Mikhail Ivanovich Kalinin (born November 7 [November 19, New Style], 1875, Verkhnyaya Troitsa, Tver province, Russia—died June 3, 1946, Moscow) was a communist leader and statesman who was the formal head of the Soviet state from 1919 until 1946.
A peasant by birth, Kalinin became an industrial worker in the city of St. Petersburg in 1893, joined the Russian Social-Democratic Workers’ Party in 1898, and became one of the first supporters in Russia of Vladimir Lenin’s Bolshevik faction. He played an active role in the party’s revolutionary functions (he was arrested in 1899 and again in 1903) and participated in the Russian Revolution of 1905 in St. Petersburg. In 1912 he became a candidate member of the Bolsheviks’ Central Committee, a member of their Russian bureau, and cofounder of their newspaper Pravda (“Truth”).
After the Bolshevik coup d’état (November 1917), he served as mayor of Petrograd (St. Petersburg). In March 1919 he became head of the Soviet state—i.e., chairman of the central executive committee of the All-Russian Congress of Soviets. (In 1924 his title was changed to chairman of the All-Union Central Executive Committee, and from 1938 until March 1946 his official post was chairman of the Presidium of the Supreme Soviet.) In December 1925 he also became a full member of the Politburo of the party’s Central Committee.

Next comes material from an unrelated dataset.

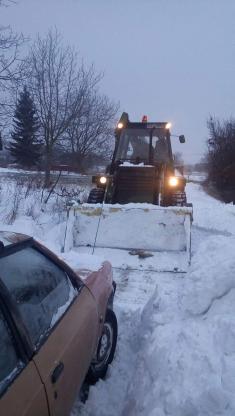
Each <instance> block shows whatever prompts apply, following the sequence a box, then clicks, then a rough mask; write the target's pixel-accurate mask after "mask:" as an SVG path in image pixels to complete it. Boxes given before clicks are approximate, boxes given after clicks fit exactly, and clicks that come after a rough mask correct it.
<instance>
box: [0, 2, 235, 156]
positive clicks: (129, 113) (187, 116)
mask: <svg viewBox="0 0 235 416" xmlns="http://www.w3.org/2000/svg"><path fill="white" fill-rule="evenodd" d="M0 24H1V25H7V24H10V25H11V26H12V28H13V29H14V30H16V31H19V32H23V33H24V34H25V35H26V36H30V37H31V38H33V37H34V36H35V35H36V34H37V33H41V34H44V33H45V32H47V30H48V29H49V28H50V27H54V26H56V27H57V28H58V30H59V31H60V32H61V33H62V35H63V37H64V39H65V40H66V42H69V43H70V44H72V45H73V46H75V47H76V48H77V49H78V50H79V52H80V55H81V56H82V57H83V58H84V59H85V61H86V62H87V63H88V64H90V63H95V66H96V68H97V70H99V71H104V74H105V75H104V79H103V81H102V91H103V92H104V93H106V94H107V95H108V96H109V97H110V98H111V99H113V100H115V101H119V102H120V114H121V112H122V111H127V112H128V113H129V115H130V119H131V120H133V121H134V120H140V119H141V117H142V115H143V114H147V115H148V118H149V120H150V121H171V122H172V124H173V128H172V133H176V134H177V133H178V134H185V136H186V140H187V143H186V144H182V145H180V144H177V146H175V150H180V151H182V152H183V155H184V158H185V160H186V161H191V162H195V161H197V160H199V159H200V157H201V156H202V155H203V153H204V151H205V142H206V137H207V128H206V120H207V118H208V116H209V115H210V114H212V115H216V116H218V117H221V118H223V117H231V116H235V0H18V4H17V5H14V6H11V7H9V8H1V9H0ZM174 140H175V141H176V140H177V139H174Z"/></svg>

Although Kalinin tended to favour the party’s right wing in intraparty disputes over industrial and agricultural policies in the 1920s, in crucial votes he supported Joseph Stalin. As a result, he not only survived the purges of the 1930s, during which Stalin eliminated his political rivals, but also retained his high party and government offices until shortly before his death.